O questionário aplicado (Figura 15) foi reorganizado de acordo com a
observação feita no local, e mesclou-se de questões objetivas e dissertativas, as
quais serão descritas abaixo.
Figura 27 - Aplicação dos questionários alunos da Unidade Educativa "La Frontera". Arroyo
Concepcion / Puerto Quijarro - Bolívia. Foto de minha autoria, 2014.
Dos 30 alunos que participaram da pesquisa, quase todos nasceram e
estudaram na Bolívia.
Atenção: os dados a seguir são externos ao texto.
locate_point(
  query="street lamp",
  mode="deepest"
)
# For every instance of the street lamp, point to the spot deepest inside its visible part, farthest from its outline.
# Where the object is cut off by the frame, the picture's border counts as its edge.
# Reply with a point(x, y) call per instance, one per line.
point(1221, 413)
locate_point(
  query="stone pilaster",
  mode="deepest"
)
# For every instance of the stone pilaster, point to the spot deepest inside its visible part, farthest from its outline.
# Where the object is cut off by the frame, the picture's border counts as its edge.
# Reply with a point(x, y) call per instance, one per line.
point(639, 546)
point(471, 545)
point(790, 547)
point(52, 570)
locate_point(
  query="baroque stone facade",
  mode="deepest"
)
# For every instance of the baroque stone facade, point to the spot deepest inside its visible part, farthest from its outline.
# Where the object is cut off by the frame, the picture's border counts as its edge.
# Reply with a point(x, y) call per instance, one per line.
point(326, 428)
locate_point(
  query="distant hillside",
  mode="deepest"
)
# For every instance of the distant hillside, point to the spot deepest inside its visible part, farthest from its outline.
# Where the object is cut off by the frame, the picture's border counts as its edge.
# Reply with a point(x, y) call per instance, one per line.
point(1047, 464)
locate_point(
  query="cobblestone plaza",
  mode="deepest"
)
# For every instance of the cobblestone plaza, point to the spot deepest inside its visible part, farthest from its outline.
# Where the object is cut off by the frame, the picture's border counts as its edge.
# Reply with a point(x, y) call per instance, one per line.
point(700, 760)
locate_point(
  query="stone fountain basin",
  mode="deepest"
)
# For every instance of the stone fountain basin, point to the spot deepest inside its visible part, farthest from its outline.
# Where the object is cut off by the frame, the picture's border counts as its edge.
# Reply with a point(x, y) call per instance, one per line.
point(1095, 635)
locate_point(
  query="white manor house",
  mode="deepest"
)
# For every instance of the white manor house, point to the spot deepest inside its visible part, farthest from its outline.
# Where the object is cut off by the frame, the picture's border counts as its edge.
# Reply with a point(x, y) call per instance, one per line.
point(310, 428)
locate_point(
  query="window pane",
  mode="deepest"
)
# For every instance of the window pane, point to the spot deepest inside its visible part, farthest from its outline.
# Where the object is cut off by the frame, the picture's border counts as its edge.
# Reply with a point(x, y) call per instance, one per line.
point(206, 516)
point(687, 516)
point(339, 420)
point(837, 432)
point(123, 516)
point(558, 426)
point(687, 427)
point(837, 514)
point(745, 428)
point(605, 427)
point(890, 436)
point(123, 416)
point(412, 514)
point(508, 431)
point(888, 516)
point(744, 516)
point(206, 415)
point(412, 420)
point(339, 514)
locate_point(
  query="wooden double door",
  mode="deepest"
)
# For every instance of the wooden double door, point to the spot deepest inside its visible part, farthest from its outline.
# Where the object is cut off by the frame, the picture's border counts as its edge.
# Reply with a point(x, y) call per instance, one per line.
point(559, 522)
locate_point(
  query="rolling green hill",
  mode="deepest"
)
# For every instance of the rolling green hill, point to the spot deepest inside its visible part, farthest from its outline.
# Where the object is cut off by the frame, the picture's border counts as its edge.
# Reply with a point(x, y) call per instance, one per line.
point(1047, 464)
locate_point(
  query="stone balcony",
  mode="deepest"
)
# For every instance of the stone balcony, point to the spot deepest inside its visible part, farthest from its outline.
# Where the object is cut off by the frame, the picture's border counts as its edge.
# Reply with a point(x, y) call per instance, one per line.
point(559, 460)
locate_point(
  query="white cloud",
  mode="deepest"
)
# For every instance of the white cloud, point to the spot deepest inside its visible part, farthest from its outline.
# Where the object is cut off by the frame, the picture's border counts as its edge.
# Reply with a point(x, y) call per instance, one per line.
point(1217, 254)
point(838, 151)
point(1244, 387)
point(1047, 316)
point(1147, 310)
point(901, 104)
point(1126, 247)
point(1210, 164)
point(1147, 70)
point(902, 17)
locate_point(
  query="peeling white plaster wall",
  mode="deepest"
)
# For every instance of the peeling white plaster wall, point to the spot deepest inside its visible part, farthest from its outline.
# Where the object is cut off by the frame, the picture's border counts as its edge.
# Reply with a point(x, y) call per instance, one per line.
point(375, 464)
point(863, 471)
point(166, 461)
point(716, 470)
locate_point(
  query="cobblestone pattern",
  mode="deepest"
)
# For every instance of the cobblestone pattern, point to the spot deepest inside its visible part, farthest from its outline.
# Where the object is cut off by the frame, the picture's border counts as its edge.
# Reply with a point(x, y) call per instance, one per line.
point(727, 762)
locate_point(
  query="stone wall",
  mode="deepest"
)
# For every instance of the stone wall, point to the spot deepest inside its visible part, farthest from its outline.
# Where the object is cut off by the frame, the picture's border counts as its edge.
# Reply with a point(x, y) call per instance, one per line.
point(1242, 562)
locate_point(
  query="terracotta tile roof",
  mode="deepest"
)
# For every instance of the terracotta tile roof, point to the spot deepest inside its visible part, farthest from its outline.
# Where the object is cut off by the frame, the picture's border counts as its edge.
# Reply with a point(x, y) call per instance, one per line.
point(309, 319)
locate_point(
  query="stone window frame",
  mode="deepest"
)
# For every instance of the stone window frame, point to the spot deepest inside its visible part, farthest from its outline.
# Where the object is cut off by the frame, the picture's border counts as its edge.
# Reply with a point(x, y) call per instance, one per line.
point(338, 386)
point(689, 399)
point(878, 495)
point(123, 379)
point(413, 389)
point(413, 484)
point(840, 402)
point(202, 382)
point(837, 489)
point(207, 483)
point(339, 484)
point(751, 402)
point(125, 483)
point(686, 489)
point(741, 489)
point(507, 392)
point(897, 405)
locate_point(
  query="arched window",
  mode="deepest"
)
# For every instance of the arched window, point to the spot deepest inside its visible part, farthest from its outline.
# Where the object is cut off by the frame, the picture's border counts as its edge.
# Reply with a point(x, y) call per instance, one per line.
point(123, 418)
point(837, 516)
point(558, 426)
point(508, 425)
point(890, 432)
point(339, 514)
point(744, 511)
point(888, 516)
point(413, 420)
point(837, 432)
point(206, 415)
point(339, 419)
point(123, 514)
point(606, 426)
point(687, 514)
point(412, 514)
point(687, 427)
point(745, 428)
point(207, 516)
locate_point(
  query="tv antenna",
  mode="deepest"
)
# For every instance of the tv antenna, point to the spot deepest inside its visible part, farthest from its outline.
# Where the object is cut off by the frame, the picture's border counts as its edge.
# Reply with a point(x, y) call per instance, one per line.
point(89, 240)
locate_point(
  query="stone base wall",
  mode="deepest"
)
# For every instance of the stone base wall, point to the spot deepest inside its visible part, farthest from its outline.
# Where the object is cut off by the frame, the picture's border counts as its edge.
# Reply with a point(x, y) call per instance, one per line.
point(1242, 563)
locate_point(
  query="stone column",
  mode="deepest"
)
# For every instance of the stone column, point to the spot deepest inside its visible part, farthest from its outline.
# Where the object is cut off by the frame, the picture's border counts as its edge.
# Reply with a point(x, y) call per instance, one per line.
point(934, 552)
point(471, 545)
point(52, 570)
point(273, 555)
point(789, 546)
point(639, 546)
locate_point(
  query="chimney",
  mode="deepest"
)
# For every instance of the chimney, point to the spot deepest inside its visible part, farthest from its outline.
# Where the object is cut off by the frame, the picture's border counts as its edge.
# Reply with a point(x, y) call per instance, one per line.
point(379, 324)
Percebe-se desse modo que o encontro de culturas que
acontece na escola, é exclusivamente da cultura boliviana, por isso a grande
necessidade, até mesmo nas cidades de fronteira, de resgatar as culturas internas
do país.
Quadro 11 - Cidade da Bolívia onde nasceram
Puerto Quijarro / Puerto Suarez
10
Santa Cruz
16
Cochabamba
2
La Paz
1
Chile
1
Fonte: pesquisa de campo, Jun./ Julho 2014.
83
Com relação à cidade de nascimento do pai e da mãe, 29 alunos são
filhos de pai e mãe nascidos na Bolívia e apenas 1 aluno de pai brasileiro e mãe
boliviana.
Quadro 12 - Número de alunos com relação à cidade de nascimento do pai e da mãe.
Mãe brasileira 0
Mãe boliviana 30
Pai brasileiro 01
Pai boliviano 29
Fonte: pesquisa de campo, Jun./ Julho 2014.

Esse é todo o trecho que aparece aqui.